Yesterday, as I sat down in to watch a little TV, what should appear on the screen but the sight of John Boehner giving the commencement speech at Catholic University. What!!! John Boehner who, if he had his way, would cut programs that serve the poor to the bone. Why was he chosen as the commencement speaker?

Then, as I watched, he took his hankie out of his pocket and wiped his nose. Oh well, his nose was running. What else could he do? No wait! He's crying - again! Boehner went on to speak tearily of difficult times in his political career and how he always prayed to do God's will, and that he prayed to the Blessed Mother when he was asked to resume leadership of the House, and she didn't exactly answer him, but Coach Grant did, and that was pretty damned close, except he didn't say "damned" in the commencement address.

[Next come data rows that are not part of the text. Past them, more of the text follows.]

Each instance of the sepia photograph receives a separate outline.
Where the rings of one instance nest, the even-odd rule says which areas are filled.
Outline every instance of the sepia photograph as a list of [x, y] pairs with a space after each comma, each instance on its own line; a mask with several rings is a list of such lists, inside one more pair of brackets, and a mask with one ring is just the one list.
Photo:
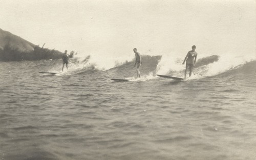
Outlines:
[[1, 160], [256, 160], [255, 0], [0, 0]]

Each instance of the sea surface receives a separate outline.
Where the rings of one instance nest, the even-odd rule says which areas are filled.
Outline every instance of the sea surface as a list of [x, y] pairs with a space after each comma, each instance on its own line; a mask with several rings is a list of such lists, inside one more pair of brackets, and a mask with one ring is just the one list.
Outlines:
[[0, 159], [256, 159], [256, 60], [205, 57], [177, 81], [162, 59], [139, 79], [131, 61], [0, 62]]

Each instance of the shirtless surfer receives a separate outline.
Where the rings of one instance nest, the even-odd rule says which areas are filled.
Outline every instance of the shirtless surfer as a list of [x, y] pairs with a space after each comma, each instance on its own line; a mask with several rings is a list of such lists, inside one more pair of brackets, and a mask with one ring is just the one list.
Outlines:
[[62, 72], [64, 68], [64, 65], [66, 64], [66, 66], [67, 67], [67, 70], [68, 70], [68, 64], [69, 64], [69, 55], [68, 55], [68, 51], [65, 50], [65, 53], [63, 54], [62, 60], [63, 60], [63, 65], [62, 65]]
[[[186, 79], [186, 76], [187, 75], [187, 70], [189, 68], [189, 77], [191, 76], [192, 74], [192, 71], [195, 66], [195, 63], [197, 61], [197, 53], [196, 51], [196, 47], [194, 45], [192, 46], [192, 50], [188, 52], [185, 59], [184, 60], [182, 64], [184, 64], [185, 61], [186, 61], [186, 70], [185, 70], [185, 79]], [[195, 60], [194, 60], [195, 59]]]
[[139, 52], [137, 52], [137, 49], [133, 49], [133, 51], [135, 53], [135, 64], [134, 67], [136, 66], [137, 64], [137, 78], [138, 77], [140, 78], [140, 66], [141, 65], [141, 56]]

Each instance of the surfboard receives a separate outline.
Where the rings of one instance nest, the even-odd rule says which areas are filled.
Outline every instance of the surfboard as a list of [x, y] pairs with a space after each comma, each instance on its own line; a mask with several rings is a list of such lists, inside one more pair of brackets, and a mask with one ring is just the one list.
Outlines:
[[59, 72], [39, 72], [39, 73], [45, 73], [45, 74], [53, 74], [55, 75], [58, 73], [60, 73]]
[[131, 80], [131, 79], [114, 79], [114, 78], [112, 78], [111, 79], [111, 80], [115, 81], [128, 81]]
[[184, 80], [184, 78], [182, 78], [175, 77], [169, 76], [164, 76], [164, 75], [157, 75], [159, 76], [159, 77], [161, 77], [165, 78], [170, 78], [170, 79], [173, 79], [176, 80], [181, 81], [181, 80]]

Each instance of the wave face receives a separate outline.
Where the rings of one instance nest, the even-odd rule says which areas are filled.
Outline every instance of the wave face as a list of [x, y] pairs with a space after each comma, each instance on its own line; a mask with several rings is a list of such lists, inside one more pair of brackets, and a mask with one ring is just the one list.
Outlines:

Does Boehner ever shed a tear at the thought of the poor whose difficult lives will be worsened if he is successful in getting his policies into law? Please!

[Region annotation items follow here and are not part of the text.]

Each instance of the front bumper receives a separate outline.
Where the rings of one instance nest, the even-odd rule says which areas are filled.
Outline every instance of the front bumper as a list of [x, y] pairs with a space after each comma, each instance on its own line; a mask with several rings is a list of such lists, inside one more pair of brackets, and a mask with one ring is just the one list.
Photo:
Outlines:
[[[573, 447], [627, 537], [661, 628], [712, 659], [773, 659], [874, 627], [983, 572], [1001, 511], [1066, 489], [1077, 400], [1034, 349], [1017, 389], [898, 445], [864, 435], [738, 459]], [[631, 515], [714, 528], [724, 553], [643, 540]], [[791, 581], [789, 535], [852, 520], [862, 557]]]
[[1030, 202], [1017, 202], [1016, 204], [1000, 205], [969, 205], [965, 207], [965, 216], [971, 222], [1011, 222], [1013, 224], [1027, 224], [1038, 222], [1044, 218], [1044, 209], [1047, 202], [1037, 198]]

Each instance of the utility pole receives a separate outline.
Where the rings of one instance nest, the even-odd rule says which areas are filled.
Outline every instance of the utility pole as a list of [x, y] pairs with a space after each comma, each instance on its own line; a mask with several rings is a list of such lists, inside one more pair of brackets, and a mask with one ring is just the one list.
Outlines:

Watch the video at Mediaite.

UPDATE: From the National Catholic Reporter:
A group of prominent Catholic academics have signed a letter to Speaker of the House John Boehner, on the occasion of his forthcoming commencement address at the Catholic University of America. I will provide commentary later today, but the letter really speaks for itself, respectfully, clearly and in a way to challenge the Speaker to consider his policies. The letter will be delivered to Boehner's office personally by some of the signatories tomorrow morning.

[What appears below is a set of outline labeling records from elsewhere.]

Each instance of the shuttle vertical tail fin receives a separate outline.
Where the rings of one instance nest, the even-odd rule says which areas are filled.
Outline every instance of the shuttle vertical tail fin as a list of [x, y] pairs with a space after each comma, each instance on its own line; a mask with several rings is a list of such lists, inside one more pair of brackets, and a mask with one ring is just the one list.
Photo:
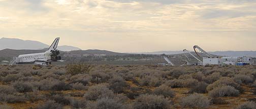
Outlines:
[[48, 51], [54, 50], [57, 48], [58, 46], [58, 42], [59, 41], [59, 37], [57, 37], [54, 40], [54, 41], [51, 45], [50, 47], [49, 48]]

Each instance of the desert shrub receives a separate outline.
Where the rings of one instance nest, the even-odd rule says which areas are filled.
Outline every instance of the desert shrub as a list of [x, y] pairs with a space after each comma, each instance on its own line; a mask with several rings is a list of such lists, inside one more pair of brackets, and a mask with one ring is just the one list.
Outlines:
[[133, 107], [135, 109], [171, 108], [170, 101], [163, 96], [143, 94], [136, 98]]
[[124, 103], [129, 99], [129, 98], [123, 93], [115, 95], [114, 99], [121, 103]]
[[89, 87], [84, 97], [87, 100], [96, 100], [104, 97], [113, 98], [114, 94], [105, 85], [99, 84]]
[[17, 91], [20, 93], [31, 92], [33, 90], [33, 85], [28, 82], [24, 81], [16, 81], [12, 83], [12, 86]]
[[206, 108], [210, 105], [210, 100], [203, 94], [194, 93], [181, 99], [180, 105], [183, 108]]
[[90, 75], [92, 77], [91, 82], [97, 84], [106, 82], [110, 79], [109, 75], [102, 71], [93, 71], [90, 74]]
[[15, 89], [11, 86], [0, 85], [0, 93], [7, 94], [13, 94], [16, 92]]
[[139, 81], [140, 85], [151, 87], [158, 87], [163, 82], [164, 80], [162, 77], [151, 75], [143, 77]]
[[115, 93], [122, 93], [125, 89], [129, 88], [129, 85], [121, 77], [114, 76], [109, 81], [109, 88]]
[[204, 82], [200, 82], [196, 86], [193, 86], [190, 90], [190, 93], [207, 93], [206, 88], [209, 85], [208, 84]]
[[70, 97], [65, 96], [63, 94], [56, 94], [51, 96], [50, 97], [51, 99], [62, 105], [69, 105], [70, 103]]
[[37, 106], [37, 109], [62, 109], [63, 106], [53, 100], [48, 100], [43, 104]]
[[173, 88], [182, 87], [182, 81], [181, 80], [175, 79], [167, 81], [165, 84]]
[[12, 106], [8, 105], [6, 104], [4, 104], [2, 105], [0, 105], [0, 108], [3, 108], [3, 109], [13, 109], [13, 107]]
[[71, 77], [71, 83], [80, 83], [86, 86], [89, 84], [92, 77], [88, 74], [78, 74]]
[[230, 86], [218, 87], [209, 92], [209, 95], [211, 97], [237, 96], [239, 95], [239, 91]]
[[66, 72], [65, 70], [54, 70], [53, 71], [53, 74], [59, 76], [64, 75], [66, 74]]
[[72, 99], [70, 99], [70, 105], [75, 108], [83, 108], [86, 107], [87, 101]]
[[192, 74], [191, 76], [194, 79], [196, 79], [199, 81], [203, 81], [203, 79], [205, 78], [204, 74], [201, 72]]
[[171, 71], [169, 75], [175, 78], [178, 78], [180, 75], [185, 74], [185, 70], [181, 67], [175, 68]]
[[180, 75], [180, 76], [179, 77], [178, 79], [182, 79], [182, 80], [185, 80], [185, 79], [192, 79], [192, 76], [190, 75]]
[[70, 84], [66, 84], [65, 81], [59, 81], [52, 86], [52, 89], [57, 91], [69, 90], [71, 89]]
[[217, 105], [222, 105], [228, 104], [229, 102], [220, 97], [211, 98], [211, 101], [212, 104]]
[[172, 88], [164, 84], [155, 88], [153, 93], [158, 95], [163, 95], [165, 97], [173, 97], [175, 96], [175, 92], [172, 90]]
[[32, 83], [34, 87], [40, 90], [50, 90], [54, 85], [59, 82], [59, 80], [53, 78], [47, 78], [40, 81]]
[[24, 95], [14, 95], [0, 93], [0, 101], [6, 102], [9, 103], [24, 103], [26, 99]]
[[205, 79], [204, 79], [204, 81], [208, 84], [212, 84], [215, 81], [219, 80], [220, 77], [221, 76], [219, 72], [215, 72], [207, 76]]
[[251, 84], [251, 86], [256, 87], [256, 80]]
[[182, 80], [182, 82], [183, 87], [190, 88], [193, 86], [196, 85], [198, 83], [198, 81], [195, 79], [188, 79]]
[[237, 75], [235, 76], [234, 80], [238, 84], [245, 84], [253, 82], [253, 79], [250, 77], [245, 75]]
[[44, 96], [43, 95], [41, 94], [38, 90], [34, 90], [33, 92], [25, 93], [25, 97], [28, 101], [36, 102], [37, 101], [43, 100]]
[[256, 108], [256, 103], [253, 101], [247, 101], [240, 105], [236, 109], [253, 109]]
[[135, 98], [142, 94], [142, 88], [139, 87], [131, 87], [130, 90], [125, 93], [127, 97], [131, 99], [135, 99]]
[[214, 82], [212, 84], [210, 84], [207, 86], [207, 91], [210, 91], [217, 87], [220, 87], [223, 86], [231, 86], [236, 89], [240, 91], [240, 92], [243, 91], [243, 89], [240, 85], [236, 83], [232, 78], [229, 77], [221, 77], [219, 80]]
[[73, 90], [82, 90], [87, 89], [87, 87], [85, 86], [83, 84], [80, 83], [71, 84], [71, 85], [72, 87], [72, 89]]
[[67, 74], [75, 75], [78, 74], [88, 74], [92, 68], [92, 66], [83, 64], [68, 65], [66, 66]]
[[53, 74], [52, 72], [47, 72], [46, 74], [44, 74], [43, 76], [42, 76], [41, 78], [43, 79], [46, 79], [48, 78], [53, 78], [55, 79], [58, 79], [59, 77], [59, 75], [55, 75]]
[[4, 77], [2, 80], [4, 82], [9, 83], [12, 81], [15, 81], [21, 78], [23, 76], [20, 74], [11, 74]]
[[88, 103], [87, 108], [91, 109], [122, 109], [125, 108], [123, 104], [114, 99], [102, 98], [94, 103]]

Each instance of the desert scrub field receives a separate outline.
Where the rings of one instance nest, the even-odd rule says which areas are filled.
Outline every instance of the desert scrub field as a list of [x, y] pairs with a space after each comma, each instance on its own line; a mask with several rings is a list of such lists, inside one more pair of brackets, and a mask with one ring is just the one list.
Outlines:
[[0, 108], [256, 108], [256, 66], [0, 66]]

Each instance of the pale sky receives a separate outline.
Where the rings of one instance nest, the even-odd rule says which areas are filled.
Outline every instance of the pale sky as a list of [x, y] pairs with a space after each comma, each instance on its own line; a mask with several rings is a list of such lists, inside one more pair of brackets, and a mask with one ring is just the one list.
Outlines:
[[117, 52], [256, 50], [256, 0], [0, 0], [0, 38]]

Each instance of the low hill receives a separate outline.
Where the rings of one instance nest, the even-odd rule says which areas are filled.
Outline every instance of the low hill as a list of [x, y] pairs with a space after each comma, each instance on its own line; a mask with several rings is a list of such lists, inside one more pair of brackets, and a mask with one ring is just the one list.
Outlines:
[[45, 52], [45, 50], [30, 50], [30, 49], [5, 49], [0, 50], [0, 57], [17, 57], [18, 55], [27, 54], [27, 53], [35, 53]]
[[[50, 44], [50, 43], [49, 43]], [[51, 44], [51, 43], [50, 43]], [[2, 38], [0, 39], [0, 49], [42, 49], [49, 48], [49, 45], [34, 40], [23, 40], [18, 38]], [[77, 50], [81, 48], [69, 45], [58, 46], [58, 49], [69, 51]]]
[[69, 52], [70, 53], [73, 54], [105, 54], [107, 56], [124, 56], [129, 54], [128, 53], [123, 53], [113, 52], [105, 50], [98, 50], [98, 49], [88, 49], [85, 50], [73, 50]]
[[[43, 50], [30, 50], [30, 49], [16, 50], [11, 49], [5, 49], [0, 50], [0, 57], [12, 58], [14, 57], [18, 57], [18, 56], [20, 54], [44, 52], [47, 49], [44, 49]], [[85, 50], [73, 50], [69, 52], [61, 51], [61, 54], [71, 53], [71, 54], [79, 54], [81, 55], [83, 54], [105, 54], [107, 56], [120, 56], [129, 54], [127, 53], [119, 53], [108, 50], [102, 50], [97, 49], [94, 49], [94, 50], [89, 49]]]

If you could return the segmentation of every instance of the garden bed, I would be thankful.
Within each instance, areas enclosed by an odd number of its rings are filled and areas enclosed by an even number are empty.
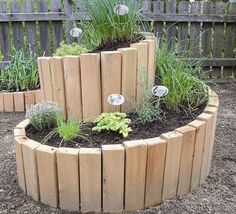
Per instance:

A brief excerpt from the letter:
Mr. Speaker, your voting record is at variance from one of the Church’s most ancient moral teachings. From the apostles to the present, the Magisterium of the Church has insisted that those in power are morally obliged to preference the needs of the poor. Your record in support of legislation to address the desperate needs of the poor is among the worst in Congress. This fundamental concern should have great urgency for Catholic policy makers. Yet, even now, you work in opposition to it.

Read the entire letter at the link above. It's good, and its list of signatories is impressive.

Friday, May 13, 2011


Click on the map for the enlarged view, and then click again for magnification. For those of you who may be concerned about us, you will see from the map that we are not in a zone which will be flooded when the Morganza Floodway is opened tomorrow. Thibodaux is just south of the center of the map.

The floodway will be opened to send more water down the Atchafalaya River basin in order to lower the volume of water in the Mississippi River from above Baton Rouge and New Orleans to prevent the river from overtopping the levees and to relieve pressure on the levees to prevent breaches which would flood a much larger number of people than those who will be flooded by opening the floodway. I feel sad for those who will be inundated, but even if the Morganza Spillway gates were not opened, certain areas near the Atchafalaya River would flood, because of water spilling over the top of the floodway gates. Water is lapping at the gates and leaking through them already.

I hope what I've written makes sense. Thank you for your concern.

Tuesday, May 10, 2011


Since I'm feeling a bit weary of blogging, I'm going to take a few days off. No black dog has got hold of me, nothing's wrong, I just want a break. I know I've made similar statements on other occasions and ended up back blogging rather quickly. Who knows? That may happen again. We shall see.


Digging out the potatoes.

GP harvested about 40 pounds of potatoes.

The uprooted potato plants.

The potato plot.

The entire scene.

Grandpère likes for me to brag about his garden, and I'm happy to do so. I consider that I am fortunate to have access to so many fresh-from-the-garden vegetables and fruit. The produce, along with fresh fish, and meat from the hunt, such as venison, wild pork, and various wild birds make for delicious eating.